Passwords are vital to your WordPress security and to cybersecurity in general. That’s why you need to start using passwords that have the following features:
- They have no words in it to prevent a dictionary attack
- They have symbols and numbers in it
- They are at least 15 characters long
If you don’t know how to come up with a password so strong, just use a service like strongpasswordgenerator.com or phonetic password generator. For passwords management, you can try a service like LastPass, which will be able to generate strong and long passwords as well.
Disable login hints
Any time you type a wrong – non-existent username or just an incorrect password – on your WordPress website’s login form, you’ll get a hint telling you either your username is wrong, or your password doesn’t match with that username.
It may have never occurred to you but this is a niche for hackers looking to break into your website.
If you wish to disable login hints in your WordPress login error messages, watch this video and it will guide you step by step.
WordPress is free and it has been created by a community of developers. With each new release, they fix bugs, add new features, improve security, improve performance, and enhance existing features to stay up to date with new industry standards.
In this link, you will find step by step instructions about how to update your WordPress version.
Here’s a list of other things to keep in mind:
- Keep plugins and themes up-to-date
- Delete any plugins or themes you’re not using
- Make sure you download plugins and themes exclusively from well-known sources
WordPress has a feature, which is enabled by default, that allows websites to send and receive trackbacks and pingbacks. This is a method for alerting other sites that you have linked to them.
Unfortunately, 99% of them are pure spam, so it’s best if you just disable them entirely from your WordPress settings.
Secure the Name of the WordPress admin & login paths
During the installation process, WordPress creates two default login URLs.
This happens during every WordPress installation. Since these repetitive login URLs are a potential security risk, many webmasters change their login page.

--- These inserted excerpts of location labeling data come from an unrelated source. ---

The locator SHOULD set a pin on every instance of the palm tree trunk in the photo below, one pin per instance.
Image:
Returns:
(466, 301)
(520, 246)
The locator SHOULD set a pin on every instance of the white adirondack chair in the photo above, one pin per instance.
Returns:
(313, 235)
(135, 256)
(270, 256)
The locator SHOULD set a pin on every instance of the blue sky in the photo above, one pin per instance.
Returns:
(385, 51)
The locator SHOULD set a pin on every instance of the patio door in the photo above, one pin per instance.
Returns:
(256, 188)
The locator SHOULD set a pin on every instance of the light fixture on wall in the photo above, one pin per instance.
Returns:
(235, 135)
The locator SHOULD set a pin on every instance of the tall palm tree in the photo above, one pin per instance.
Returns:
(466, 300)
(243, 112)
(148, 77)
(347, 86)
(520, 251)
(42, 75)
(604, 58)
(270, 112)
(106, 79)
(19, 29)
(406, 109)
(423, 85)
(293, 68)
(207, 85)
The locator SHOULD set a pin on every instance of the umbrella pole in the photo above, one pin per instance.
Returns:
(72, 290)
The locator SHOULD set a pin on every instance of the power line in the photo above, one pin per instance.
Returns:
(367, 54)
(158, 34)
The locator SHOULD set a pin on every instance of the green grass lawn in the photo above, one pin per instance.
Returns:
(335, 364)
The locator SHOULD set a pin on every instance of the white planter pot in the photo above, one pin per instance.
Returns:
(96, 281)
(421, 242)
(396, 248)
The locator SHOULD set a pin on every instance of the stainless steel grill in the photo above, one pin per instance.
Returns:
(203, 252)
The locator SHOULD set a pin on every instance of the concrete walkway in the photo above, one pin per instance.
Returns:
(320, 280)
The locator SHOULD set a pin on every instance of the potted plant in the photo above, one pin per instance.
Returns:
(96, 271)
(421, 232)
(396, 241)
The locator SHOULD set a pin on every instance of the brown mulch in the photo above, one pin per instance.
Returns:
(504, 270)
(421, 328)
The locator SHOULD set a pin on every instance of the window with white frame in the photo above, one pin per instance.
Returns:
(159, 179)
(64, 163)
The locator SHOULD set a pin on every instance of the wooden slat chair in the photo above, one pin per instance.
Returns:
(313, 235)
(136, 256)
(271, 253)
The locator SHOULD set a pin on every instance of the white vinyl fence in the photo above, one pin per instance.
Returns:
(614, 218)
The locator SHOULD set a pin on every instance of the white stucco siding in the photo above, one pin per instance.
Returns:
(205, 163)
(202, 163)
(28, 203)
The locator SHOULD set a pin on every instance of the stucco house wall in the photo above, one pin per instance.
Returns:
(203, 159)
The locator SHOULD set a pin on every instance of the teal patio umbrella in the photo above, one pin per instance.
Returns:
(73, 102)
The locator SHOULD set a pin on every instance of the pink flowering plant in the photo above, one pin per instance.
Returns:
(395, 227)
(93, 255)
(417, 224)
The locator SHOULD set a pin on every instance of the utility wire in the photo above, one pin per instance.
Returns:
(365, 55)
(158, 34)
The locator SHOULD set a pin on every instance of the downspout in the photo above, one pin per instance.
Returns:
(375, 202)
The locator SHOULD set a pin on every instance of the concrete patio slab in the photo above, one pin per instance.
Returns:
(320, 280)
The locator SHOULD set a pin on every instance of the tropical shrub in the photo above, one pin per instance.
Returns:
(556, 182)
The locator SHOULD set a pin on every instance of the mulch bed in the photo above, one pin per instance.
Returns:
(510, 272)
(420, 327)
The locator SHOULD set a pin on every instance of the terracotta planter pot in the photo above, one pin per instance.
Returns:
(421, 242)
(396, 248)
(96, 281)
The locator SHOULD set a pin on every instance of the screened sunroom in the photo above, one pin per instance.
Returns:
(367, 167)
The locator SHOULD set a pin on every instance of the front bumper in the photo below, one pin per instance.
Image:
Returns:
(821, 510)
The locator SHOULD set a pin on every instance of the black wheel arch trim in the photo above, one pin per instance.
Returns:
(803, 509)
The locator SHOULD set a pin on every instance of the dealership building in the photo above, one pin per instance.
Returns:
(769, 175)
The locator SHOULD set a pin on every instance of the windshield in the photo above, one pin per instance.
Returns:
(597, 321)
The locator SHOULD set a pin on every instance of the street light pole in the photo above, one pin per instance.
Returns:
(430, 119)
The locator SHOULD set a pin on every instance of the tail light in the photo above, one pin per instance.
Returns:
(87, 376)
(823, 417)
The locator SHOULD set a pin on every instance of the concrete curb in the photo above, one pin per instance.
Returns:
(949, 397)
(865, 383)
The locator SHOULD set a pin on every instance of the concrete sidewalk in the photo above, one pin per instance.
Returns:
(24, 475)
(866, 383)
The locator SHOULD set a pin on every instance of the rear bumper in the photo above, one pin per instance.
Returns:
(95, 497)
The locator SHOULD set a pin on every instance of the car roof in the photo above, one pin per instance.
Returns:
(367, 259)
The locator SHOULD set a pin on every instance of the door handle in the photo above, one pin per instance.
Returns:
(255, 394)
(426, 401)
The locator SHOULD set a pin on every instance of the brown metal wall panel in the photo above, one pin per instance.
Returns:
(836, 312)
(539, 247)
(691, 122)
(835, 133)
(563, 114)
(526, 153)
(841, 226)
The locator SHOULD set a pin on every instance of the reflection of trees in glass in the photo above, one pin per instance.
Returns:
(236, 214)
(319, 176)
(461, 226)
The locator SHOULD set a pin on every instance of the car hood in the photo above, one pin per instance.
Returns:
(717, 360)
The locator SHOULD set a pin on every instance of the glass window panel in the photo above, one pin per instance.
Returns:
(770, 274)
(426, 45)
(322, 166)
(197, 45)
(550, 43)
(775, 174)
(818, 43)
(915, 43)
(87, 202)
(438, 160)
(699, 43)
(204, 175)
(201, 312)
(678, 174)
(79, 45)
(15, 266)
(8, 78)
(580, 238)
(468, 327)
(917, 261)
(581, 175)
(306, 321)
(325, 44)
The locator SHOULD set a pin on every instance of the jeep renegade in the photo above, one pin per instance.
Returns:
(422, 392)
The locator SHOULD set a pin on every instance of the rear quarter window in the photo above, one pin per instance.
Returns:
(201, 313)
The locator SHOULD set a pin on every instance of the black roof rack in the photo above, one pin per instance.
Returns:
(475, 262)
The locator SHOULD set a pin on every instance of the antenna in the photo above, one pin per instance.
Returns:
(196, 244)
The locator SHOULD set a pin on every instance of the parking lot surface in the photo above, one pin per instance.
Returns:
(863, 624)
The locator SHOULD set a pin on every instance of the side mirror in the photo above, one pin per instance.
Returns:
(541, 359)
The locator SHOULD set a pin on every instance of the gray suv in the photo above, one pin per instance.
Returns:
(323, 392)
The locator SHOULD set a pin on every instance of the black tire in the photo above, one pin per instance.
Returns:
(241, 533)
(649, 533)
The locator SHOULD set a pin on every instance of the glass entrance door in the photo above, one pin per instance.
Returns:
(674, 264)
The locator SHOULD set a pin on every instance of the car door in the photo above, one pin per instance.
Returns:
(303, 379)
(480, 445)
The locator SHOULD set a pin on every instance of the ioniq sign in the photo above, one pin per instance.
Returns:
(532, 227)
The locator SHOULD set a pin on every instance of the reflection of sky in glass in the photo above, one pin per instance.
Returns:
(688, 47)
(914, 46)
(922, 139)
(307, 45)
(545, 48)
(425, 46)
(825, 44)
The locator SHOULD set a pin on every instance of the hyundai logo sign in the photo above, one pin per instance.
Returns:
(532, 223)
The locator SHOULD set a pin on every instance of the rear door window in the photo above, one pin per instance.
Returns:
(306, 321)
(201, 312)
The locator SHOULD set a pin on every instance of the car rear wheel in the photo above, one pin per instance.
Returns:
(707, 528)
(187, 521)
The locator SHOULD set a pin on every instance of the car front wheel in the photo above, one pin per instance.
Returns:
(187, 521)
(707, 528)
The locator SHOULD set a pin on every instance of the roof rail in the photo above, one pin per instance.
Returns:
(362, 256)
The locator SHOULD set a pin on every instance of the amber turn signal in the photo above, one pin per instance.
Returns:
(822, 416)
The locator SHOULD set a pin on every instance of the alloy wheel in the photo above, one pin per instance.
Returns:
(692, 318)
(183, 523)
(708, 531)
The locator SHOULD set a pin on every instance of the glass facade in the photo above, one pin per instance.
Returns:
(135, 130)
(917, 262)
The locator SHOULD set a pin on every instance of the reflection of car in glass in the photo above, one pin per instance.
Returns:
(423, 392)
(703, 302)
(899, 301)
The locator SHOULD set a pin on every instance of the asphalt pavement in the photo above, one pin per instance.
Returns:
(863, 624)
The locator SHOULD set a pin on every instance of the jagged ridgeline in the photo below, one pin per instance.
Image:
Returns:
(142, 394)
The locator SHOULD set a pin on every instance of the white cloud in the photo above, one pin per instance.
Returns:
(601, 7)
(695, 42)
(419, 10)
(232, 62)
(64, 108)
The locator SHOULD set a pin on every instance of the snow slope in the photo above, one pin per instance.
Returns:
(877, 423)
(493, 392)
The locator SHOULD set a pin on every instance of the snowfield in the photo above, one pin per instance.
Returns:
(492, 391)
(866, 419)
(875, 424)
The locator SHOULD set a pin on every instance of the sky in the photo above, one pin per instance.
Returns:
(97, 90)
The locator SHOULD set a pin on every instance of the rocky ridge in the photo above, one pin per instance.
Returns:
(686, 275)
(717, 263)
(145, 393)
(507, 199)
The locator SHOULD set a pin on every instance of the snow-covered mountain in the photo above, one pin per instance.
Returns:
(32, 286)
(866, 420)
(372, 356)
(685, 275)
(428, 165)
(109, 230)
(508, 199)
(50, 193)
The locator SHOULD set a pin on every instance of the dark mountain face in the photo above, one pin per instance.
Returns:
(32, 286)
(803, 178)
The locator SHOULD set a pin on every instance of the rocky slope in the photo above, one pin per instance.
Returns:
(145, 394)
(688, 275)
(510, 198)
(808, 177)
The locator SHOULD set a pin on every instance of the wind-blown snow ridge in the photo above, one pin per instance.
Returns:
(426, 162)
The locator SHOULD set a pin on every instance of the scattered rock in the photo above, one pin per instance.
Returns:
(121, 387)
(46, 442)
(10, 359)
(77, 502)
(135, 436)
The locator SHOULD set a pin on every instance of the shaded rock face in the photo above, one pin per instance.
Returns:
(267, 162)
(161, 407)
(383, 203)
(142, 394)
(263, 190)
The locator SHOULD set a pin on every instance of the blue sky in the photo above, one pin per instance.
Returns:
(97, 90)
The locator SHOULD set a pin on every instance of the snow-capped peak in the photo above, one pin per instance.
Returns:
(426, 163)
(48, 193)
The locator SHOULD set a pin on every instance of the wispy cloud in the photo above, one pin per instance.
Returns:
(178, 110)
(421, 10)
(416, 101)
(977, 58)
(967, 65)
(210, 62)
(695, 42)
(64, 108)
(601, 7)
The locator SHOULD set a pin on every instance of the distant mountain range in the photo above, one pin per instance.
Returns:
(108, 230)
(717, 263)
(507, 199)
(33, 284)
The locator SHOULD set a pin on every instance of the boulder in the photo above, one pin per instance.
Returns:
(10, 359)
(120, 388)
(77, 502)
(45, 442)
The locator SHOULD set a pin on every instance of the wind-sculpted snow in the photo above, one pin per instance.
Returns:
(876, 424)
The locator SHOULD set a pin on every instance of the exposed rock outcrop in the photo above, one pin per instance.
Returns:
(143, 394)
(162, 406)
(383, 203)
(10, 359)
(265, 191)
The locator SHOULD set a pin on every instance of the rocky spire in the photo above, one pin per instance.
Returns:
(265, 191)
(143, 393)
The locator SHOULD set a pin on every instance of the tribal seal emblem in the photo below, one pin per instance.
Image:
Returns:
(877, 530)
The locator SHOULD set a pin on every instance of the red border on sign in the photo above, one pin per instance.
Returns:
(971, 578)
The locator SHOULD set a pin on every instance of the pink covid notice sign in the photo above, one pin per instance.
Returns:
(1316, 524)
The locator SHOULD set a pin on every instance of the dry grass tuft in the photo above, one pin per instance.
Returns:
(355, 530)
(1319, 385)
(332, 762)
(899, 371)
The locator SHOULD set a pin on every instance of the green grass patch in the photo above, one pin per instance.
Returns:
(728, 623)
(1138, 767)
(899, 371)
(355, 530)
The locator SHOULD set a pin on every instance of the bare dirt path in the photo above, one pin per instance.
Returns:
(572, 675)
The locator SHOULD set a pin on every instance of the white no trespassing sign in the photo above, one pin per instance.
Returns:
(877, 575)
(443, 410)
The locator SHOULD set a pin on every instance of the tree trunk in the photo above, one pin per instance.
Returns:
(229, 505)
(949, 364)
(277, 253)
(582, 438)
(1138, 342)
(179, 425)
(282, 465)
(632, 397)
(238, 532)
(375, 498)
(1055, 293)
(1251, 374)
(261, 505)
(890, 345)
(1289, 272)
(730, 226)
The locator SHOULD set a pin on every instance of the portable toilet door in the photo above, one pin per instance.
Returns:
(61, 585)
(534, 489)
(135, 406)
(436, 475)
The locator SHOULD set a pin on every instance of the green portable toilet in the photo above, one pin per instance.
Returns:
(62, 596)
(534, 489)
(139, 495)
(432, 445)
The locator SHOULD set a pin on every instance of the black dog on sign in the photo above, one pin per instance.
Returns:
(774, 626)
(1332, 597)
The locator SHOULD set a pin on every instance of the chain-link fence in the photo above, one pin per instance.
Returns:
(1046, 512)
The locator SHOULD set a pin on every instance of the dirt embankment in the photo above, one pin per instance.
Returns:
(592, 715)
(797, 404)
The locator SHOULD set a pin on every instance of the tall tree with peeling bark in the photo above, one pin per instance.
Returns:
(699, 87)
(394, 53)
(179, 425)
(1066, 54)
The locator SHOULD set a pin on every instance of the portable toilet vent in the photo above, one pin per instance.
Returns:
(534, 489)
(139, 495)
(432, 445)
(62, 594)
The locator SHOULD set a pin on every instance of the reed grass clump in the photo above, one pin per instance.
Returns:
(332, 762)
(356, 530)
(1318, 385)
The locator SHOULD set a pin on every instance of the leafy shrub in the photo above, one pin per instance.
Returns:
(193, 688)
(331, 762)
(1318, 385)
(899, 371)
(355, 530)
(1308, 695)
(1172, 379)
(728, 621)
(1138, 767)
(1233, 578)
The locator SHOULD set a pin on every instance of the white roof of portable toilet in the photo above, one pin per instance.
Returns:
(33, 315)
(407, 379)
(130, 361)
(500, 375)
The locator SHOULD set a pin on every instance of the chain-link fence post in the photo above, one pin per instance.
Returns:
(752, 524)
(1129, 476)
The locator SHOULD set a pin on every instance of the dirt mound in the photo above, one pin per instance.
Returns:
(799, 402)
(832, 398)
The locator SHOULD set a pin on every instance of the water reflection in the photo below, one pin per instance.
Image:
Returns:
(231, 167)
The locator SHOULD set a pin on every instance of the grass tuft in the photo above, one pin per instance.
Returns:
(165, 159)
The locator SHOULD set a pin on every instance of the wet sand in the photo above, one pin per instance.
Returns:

Changing login URL protects against the most common type of website security breach, a brute force attack.
To sum it up:
- Username – don’t choose something obvious, like “admin.”
- Password – again, avoid the obvious and go for a complex password.
- Your login URL – the gateway to the WordPress dashboard.
How do you change URLs?
This can be very simple if you use a plugin like hide my wp Ghost.
Prevent directory browsing (indexing)
Some WordPress folders contain data that needs to be secure. For example, the wp-content folder contains your themes, plugins and media uploads.
Anyone can simply surf through those media files and hackers can find potential exploits. So we need to make the hacker’s job more difficult by not disabling directory browsing.
Download plugins entirely from known resources
WordPress plugins are “treasures” that everybody wants to use. Be aware that a plugin might sometimes harm your site, though.
Before downloading any plugin, always check for comments or reviews, if there’s any support if the author is quick to react.
You can do this manually but I think it is difficult if you are not a specialist. You can do a lot of harm to your site. Or change it through a WP Plugin like Hide My WordPress Ghost
10Use 2-factor authentication for login
Two Factor Authentication (TFA) provides an additional layer of security. As it requires two successive factors – ‘something you know’ (your password) and ‘something you have access to’ (your mobile phone, for example). You can see some method of 2-factor authentication.
You can learn more about 2-factor authentication from securitymetrics . To efficiently implement a two-factor authentication on your WordPress website, you should use one of the many plugins available . Two interesting plugins that give a “twist” to TFA are Rublon, which is also an email-based two-factor authentication, and Clef, which uses the camera of your phone.
WordPress is the most popular CMS on the web and is now powering over 26.5% of all websites. Since it holds such a large piece of the market share, it brings additional security concerns and increases your risk of attack when vulnerabilities are discovered.
In conclusion, WordPress security strategies are so important because they protect your business.